A new npj Genomic Medicine study surveyed 152 U.S. reproductive endocrinology and infertility specialists (REIs) on polygenic embryo screening (PES), an emerging technology that ranks embryos by predicted risks for complex diseases and traits.

General approval was very low – only 12% approve of PES overall

  • 77–85% are very or extremely concerned about low predictive accuracy, false expectations, and promoting eugenic thinking

Support increases only when PES is limited to serious health conditions (55–59%) and collapses for physical or behavioral traits (6–7%).

What’s notable is that clinicians remain skeptical even though PES commercialization could financially benefit clinics and providers. The paper explicitly raises concerns that commercial market pressure, rather than medical evidence, could drive adoption, echoing past patterns seen in other reproductive technologies 

If the experts who understand and could profit from this technology are this uneasy, how should the public interpret confident commercial offerings?

https://www.nature.com/articles/s41525-025-00530-3

4 Comments

  1. mindfulywandering on

    If clinicians themselves don’t fully trust the predictive accuracy of PES, should companies be allowed to offer it **without mandatory, independent genetic counseling**?

    Where should the line be drawn between consumer choice and patient protection?

  2. even older forms of pre-implantation testing that test whether or not an embryo has the correct number of chromosomes are notoriously error prone.

  3. Interesting. I faced similar resistance from doctors when I tried to have a vasectomy before having children. Some even refused completely and told me how I should live my life.

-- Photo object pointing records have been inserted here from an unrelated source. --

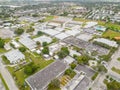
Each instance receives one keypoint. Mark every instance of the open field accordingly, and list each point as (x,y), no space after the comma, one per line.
(20,76)
(4,83)
(48,18)
(111,34)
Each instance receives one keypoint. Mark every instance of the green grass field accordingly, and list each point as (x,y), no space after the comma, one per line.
(49,18)
(111,34)
(21,76)
(3,81)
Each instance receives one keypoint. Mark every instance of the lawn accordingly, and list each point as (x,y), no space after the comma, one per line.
(111,34)
(3,81)
(20,76)
(116,70)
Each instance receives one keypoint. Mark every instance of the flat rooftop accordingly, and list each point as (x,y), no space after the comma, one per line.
(41,79)
(90,47)
(83,84)
(89,72)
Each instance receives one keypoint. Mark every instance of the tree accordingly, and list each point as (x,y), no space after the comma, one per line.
(2,43)
(19,31)
(54,84)
(72,65)
(22,49)
(45,50)
(44,44)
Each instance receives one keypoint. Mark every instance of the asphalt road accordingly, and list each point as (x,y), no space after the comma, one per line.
(7,77)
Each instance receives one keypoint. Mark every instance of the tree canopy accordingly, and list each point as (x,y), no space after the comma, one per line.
(2,43)
(114,85)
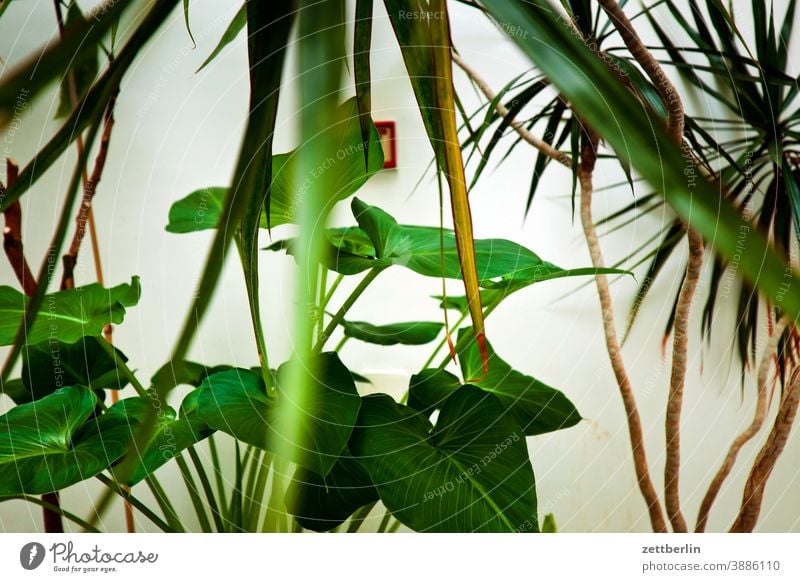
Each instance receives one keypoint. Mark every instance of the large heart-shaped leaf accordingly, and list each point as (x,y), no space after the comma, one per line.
(171,434)
(322,503)
(411,333)
(535,406)
(236,402)
(470,473)
(69,315)
(49,444)
(51,365)
(343,171)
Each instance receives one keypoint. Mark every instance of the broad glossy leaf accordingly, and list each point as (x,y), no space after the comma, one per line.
(471,473)
(67,315)
(236,402)
(343,171)
(171,435)
(52,443)
(535,406)
(84,67)
(191,373)
(410,333)
(608,106)
(51,64)
(321,504)
(50,365)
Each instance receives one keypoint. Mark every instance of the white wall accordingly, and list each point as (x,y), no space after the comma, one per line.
(177,131)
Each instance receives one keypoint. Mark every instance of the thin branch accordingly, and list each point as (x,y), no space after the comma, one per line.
(767,458)
(503,112)
(585,171)
(12,235)
(675,122)
(70,259)
(748,433)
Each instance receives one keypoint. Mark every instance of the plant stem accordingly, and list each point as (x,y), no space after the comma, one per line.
(123,367)
(327,298)
(212,447)
(503,112)
(675,125)
(164,503)
(359,516)
(585,171)
(348,303)
(209,492)
(194,494)
(748,433)
(114,487)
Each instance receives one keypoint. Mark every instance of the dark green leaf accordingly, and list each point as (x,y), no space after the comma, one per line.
(536,407)
(69,315)
(50,365)
(49,444)
(321,504)
(171,435)
(411,333)
(469,474)
(610,109)
(236,402)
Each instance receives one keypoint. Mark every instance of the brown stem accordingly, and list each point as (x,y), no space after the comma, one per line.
(748,433)
(70,259)
(12,236)
(585,171)
(12,244)
(503,112)
(767,458)
(675,121)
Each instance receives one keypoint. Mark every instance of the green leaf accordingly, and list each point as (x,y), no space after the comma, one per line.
(191,373)
(608,106)
(236,402)
(549,524)
(342,170)
(410,333)
(17,88)
(83,67)
(535,406)
(321,504)
(50,365)
(470,473)
(68,315)
(16,390)
(234,28)
(49,444)
(171,434)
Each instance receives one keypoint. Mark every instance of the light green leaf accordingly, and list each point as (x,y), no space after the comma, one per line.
(410,333)
(49,444)
(469,474)
(236,402)
(67,315)
(342,170)
(535,406)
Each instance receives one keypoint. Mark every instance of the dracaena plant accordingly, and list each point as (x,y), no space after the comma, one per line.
(736,192)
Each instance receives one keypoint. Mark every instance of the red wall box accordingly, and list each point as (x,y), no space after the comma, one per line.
(387,132)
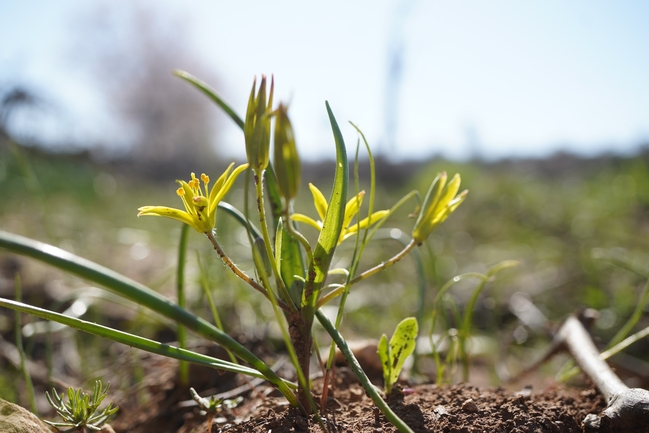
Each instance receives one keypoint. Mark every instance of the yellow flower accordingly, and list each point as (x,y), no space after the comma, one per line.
(351,209)
(440,202)
(200,202)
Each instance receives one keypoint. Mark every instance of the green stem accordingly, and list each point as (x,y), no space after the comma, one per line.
(297,235)
(259,191)
(238,272)
(360,374)
(385,265)
(183,367)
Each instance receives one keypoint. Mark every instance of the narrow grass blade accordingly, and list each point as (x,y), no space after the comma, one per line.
(139,294)
(211,93)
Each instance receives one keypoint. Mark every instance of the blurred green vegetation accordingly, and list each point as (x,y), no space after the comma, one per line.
(548,214)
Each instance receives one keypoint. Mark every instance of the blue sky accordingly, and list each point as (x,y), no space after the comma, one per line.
(499,78)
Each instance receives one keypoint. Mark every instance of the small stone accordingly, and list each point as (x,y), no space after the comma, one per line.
(591,421)
(16,419)
(469,406)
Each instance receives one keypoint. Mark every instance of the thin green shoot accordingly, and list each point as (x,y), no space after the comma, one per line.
(183,367)
(394,354)
(80,412)
(19,345)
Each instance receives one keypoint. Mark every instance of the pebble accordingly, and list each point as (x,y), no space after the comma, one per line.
(469,406)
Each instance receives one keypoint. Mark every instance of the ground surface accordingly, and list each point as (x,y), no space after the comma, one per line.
(425,408)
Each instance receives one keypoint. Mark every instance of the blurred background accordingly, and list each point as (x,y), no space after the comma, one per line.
(463,80)
(541,107)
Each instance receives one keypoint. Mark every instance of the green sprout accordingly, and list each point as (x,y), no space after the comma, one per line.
(78,413)
(393,355)
(214,406)
(289,272)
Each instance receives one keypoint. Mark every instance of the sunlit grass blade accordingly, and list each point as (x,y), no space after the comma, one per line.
(211,93)
(625,262)
(139,294)
(133,340)
(21,351)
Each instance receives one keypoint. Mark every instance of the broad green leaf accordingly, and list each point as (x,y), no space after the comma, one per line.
(140,294)
(402,344)
(333,224)
(360,374)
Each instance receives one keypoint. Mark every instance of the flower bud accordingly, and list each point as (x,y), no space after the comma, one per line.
(441,200)
(287,161)
(257,125)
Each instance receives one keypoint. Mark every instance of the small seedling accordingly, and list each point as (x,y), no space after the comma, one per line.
(78,413)
(401,346)
(213,406)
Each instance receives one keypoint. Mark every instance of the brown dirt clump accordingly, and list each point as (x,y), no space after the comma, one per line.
(428,408)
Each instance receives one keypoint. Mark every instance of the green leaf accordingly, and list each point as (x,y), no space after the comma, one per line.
(383,350)
(333,224)
(140,294)
(402,344)
(360,374)
(131,339)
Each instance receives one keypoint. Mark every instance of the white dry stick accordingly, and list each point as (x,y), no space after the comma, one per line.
(628,408)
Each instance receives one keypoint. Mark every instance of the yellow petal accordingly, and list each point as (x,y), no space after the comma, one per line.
(319,201)
(352,207)
(305,219)
(169,212)
(227,184)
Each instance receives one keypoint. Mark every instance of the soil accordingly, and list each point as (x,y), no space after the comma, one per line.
(425,408)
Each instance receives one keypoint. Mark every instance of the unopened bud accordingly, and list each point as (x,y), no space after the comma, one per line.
(287,161)
(257,126)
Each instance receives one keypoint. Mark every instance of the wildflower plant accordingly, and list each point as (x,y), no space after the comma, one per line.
(290,272)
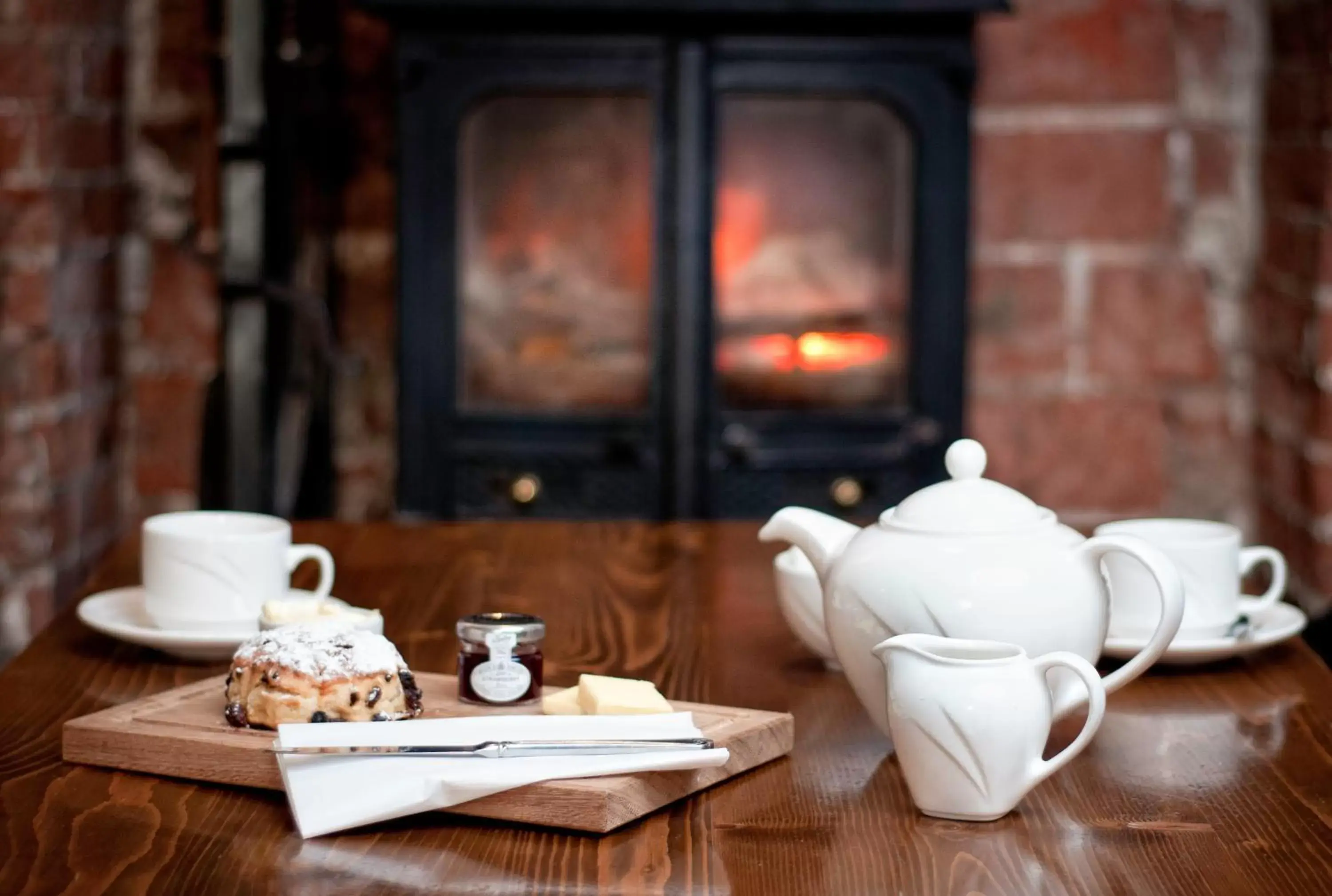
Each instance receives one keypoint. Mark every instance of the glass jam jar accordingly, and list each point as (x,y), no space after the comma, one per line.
(500,661)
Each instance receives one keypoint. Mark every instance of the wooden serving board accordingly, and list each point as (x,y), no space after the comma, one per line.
(182,734)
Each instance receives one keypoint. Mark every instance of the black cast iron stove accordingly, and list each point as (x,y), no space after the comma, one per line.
(680,259)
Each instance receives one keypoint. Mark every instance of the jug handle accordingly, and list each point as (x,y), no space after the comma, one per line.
(1169,585)
(1043,769)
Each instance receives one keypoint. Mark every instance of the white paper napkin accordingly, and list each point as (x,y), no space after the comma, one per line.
(335,793)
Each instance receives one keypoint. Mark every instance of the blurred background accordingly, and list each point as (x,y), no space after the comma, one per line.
(658,260)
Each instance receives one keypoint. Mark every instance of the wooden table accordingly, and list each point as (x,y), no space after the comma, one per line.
(1207,782)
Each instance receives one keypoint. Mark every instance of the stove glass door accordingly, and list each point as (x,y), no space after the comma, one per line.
(812,252)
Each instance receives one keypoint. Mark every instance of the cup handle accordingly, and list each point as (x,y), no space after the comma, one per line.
(1043,769)
(297,554)
(1170,587)
(1251,557)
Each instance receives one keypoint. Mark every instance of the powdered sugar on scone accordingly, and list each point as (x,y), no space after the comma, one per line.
(324,651)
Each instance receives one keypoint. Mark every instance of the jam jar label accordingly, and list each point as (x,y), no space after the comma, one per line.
(501,679)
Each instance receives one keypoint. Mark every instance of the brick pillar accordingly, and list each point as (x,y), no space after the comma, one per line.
(1292,300)
(1115,226)
(62,191)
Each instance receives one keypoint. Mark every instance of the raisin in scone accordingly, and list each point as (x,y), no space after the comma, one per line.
(319,673)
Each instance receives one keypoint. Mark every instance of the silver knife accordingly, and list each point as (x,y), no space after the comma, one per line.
(509,749)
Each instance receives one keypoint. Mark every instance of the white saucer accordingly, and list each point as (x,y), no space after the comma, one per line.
(1271,626)
(120,614)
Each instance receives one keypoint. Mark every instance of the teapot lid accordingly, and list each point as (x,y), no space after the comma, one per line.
(966,502)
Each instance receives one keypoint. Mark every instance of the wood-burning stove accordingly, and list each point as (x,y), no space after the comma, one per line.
(680,259)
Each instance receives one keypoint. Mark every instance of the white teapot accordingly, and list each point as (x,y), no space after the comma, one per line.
(971,558)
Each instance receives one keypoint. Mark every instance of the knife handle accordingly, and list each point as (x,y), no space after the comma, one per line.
(512,749)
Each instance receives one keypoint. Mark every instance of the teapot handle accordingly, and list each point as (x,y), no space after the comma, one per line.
(1171,591)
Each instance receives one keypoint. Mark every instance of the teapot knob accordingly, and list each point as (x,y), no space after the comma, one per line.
(965,460)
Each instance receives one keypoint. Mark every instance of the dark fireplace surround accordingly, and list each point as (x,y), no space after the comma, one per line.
(694,110)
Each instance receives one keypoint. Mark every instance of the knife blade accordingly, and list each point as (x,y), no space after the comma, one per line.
(507,749)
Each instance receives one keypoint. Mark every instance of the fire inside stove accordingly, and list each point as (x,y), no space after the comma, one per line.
(809,254)
(808,352)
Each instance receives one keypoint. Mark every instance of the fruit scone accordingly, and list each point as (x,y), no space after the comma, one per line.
(319,673)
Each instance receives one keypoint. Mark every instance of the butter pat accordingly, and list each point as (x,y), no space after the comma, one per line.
(561,702)
(605,695)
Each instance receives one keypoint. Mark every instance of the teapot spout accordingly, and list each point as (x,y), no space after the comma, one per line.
(820,535)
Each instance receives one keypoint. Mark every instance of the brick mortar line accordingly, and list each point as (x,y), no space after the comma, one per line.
(42,179)
(56,35)
(1010,119)
(1029,254)
(55,409)
(1292,288)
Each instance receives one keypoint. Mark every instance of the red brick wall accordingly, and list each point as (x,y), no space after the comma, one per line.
(1114,230)
(1292,299)
(62,199)
(171,311)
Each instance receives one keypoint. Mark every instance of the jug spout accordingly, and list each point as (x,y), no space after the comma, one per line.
(820,535)
(916,643)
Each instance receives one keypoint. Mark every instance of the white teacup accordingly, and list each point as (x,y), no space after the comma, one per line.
(1211,561)
(215,569)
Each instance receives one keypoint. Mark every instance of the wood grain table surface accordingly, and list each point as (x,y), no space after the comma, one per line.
(1214,781)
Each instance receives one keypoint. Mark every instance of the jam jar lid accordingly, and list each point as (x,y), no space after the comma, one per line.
(524,626)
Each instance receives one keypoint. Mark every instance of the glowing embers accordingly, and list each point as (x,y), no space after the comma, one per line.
(810,352)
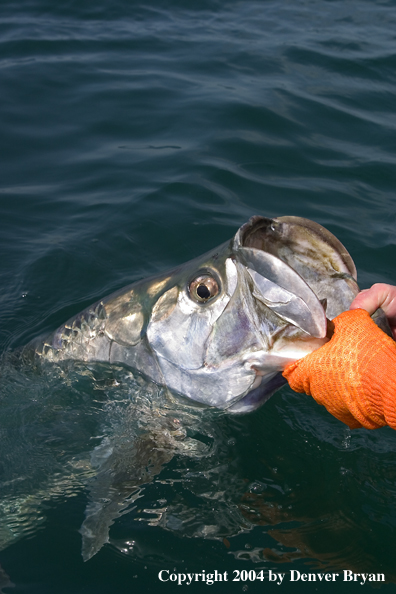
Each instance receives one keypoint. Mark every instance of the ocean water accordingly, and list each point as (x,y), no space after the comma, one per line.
(133,137)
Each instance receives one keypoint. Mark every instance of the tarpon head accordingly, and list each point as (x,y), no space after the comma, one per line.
(221,328)
(225,325)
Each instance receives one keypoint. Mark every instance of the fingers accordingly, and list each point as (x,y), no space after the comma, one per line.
(379,295)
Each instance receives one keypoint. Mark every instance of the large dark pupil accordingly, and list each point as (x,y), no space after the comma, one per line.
(203,292)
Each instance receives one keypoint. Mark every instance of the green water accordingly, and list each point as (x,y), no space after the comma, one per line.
(134,137)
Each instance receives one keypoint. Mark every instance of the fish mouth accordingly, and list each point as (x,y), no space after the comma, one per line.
(300,270)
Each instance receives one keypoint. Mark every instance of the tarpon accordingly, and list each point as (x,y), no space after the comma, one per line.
(217,331)
(220,329)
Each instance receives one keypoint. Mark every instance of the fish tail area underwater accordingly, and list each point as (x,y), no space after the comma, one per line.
(145,364)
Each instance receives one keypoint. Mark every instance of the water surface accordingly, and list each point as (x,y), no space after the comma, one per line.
(134,137)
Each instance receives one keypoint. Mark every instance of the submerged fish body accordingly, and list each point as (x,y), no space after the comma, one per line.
(220,329)
(217,330)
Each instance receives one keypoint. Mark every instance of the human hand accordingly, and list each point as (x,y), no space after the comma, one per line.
(353,374)
(379,295)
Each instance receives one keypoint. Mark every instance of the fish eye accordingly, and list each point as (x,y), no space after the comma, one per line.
(203,288)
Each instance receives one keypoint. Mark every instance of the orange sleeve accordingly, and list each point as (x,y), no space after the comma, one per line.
(353,375)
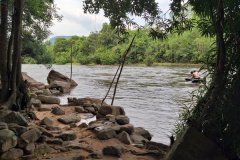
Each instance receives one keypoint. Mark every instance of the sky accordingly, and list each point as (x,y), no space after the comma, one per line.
(75,22)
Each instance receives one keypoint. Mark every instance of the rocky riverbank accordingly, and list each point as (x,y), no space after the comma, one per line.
(82,129)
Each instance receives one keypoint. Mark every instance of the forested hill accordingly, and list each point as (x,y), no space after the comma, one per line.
(104,47)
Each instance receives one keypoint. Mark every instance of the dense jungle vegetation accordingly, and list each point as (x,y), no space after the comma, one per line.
(105,47)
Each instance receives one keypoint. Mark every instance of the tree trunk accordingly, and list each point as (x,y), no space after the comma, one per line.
(16,77)
(3,50)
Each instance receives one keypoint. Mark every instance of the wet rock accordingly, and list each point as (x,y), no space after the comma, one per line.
(129,128)
(47,92)
(149,145)
(46,121)
(138,139)
(57,111)
(31,135)
(68,119)
(90,109)
(55,92)
(193,145)
(45,132)
(114,110)
(61,86)
(42,149)
(113,151)
(96,103)
(80,109)
(143,132)
(67,136)
(83,125)
(124,137)
(30,148)
(12,154)
(121,119)
(21,143)
(49,99)
(35,102)
(8,140)
(18,130)
(15,117)
(111,118)
(57,141)
(3,125)
(96,155)
(104,133)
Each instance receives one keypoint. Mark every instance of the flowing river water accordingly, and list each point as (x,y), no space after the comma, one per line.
(151,96)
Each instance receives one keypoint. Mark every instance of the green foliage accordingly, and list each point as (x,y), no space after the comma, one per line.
(106,47)
(28,60)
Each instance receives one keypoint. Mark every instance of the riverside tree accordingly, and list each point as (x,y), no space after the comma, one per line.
(37,18)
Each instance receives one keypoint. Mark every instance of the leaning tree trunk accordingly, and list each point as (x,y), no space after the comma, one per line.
(16,77)
(3,50)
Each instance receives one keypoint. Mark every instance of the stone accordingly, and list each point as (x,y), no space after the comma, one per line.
(129,128)
(61,86)
(193,145)
(46,107)
(113,150)
(124,137)
(30,148)
(57,141)
(114,110)
(68,136)
(80,109)
(86,102)
(104,133)
(96,155)
(12,154)
(67,119)
(35,102)
(45,132)
(57,111)
(143,132)
(138,139)
(15,117)
(46,92)
(17,129)
(31,135)
(3,125)
(49,99)
(122,119)
(46,121)
(149,145)
(90,109)
(42,149)
(8,140)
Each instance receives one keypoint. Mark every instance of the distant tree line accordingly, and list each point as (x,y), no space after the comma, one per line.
(106,47)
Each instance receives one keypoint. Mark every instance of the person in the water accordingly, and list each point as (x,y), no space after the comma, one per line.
(195,75)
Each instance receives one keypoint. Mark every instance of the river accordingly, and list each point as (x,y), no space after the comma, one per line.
(151,96)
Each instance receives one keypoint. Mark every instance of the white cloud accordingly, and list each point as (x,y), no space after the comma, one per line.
(75,22)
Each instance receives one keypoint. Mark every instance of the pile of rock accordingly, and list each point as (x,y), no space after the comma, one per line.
(50,130)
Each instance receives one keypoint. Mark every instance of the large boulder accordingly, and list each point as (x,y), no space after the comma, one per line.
(49,99)
(108,109)
(192,145)
(12,154)
(15,117)
(113,150)
(31,135)
(8,140)
(143,132)
(60,82)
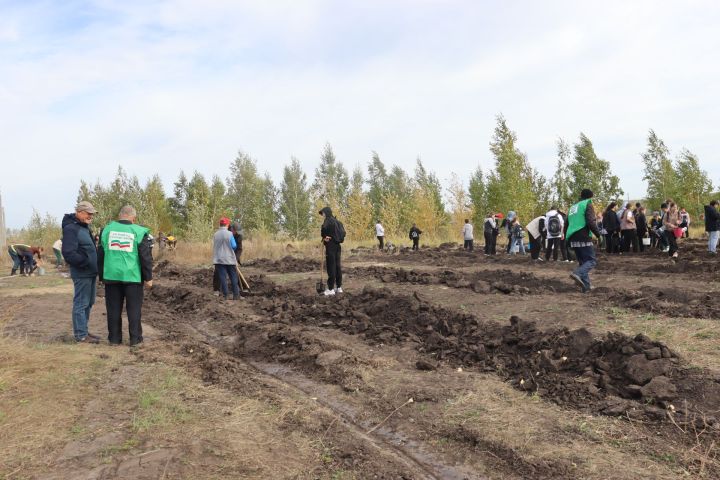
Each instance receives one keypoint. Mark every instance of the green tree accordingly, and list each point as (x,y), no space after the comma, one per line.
(331,182)
(510,186)
(478,195)
(561,194)
(587,170)
(295,203)
(694,186)
(659,172)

  4. **Edit: …Strange. This is a new account and their only history is posting this across several communities.**

    **Reddit’s bot screening continues to be inspiring.**

    Anyone complaining about eugenics is absolutely free to volunteer themselves to raise kids who are born with terminal and painful genetic abnormalities. 

    I approach this as I approach abortions. Any chance we have to spare a child being born into this world only to suffer and die is worth it. Even if there’s a margin of error, the risk isn’t worth it to me.

    I’m not going to advocate for women to be forced to carry and deliver nonviable pregnancies because it makes me feel good and fuzzy. Let the mothers make the decision themselves about their pregnancies.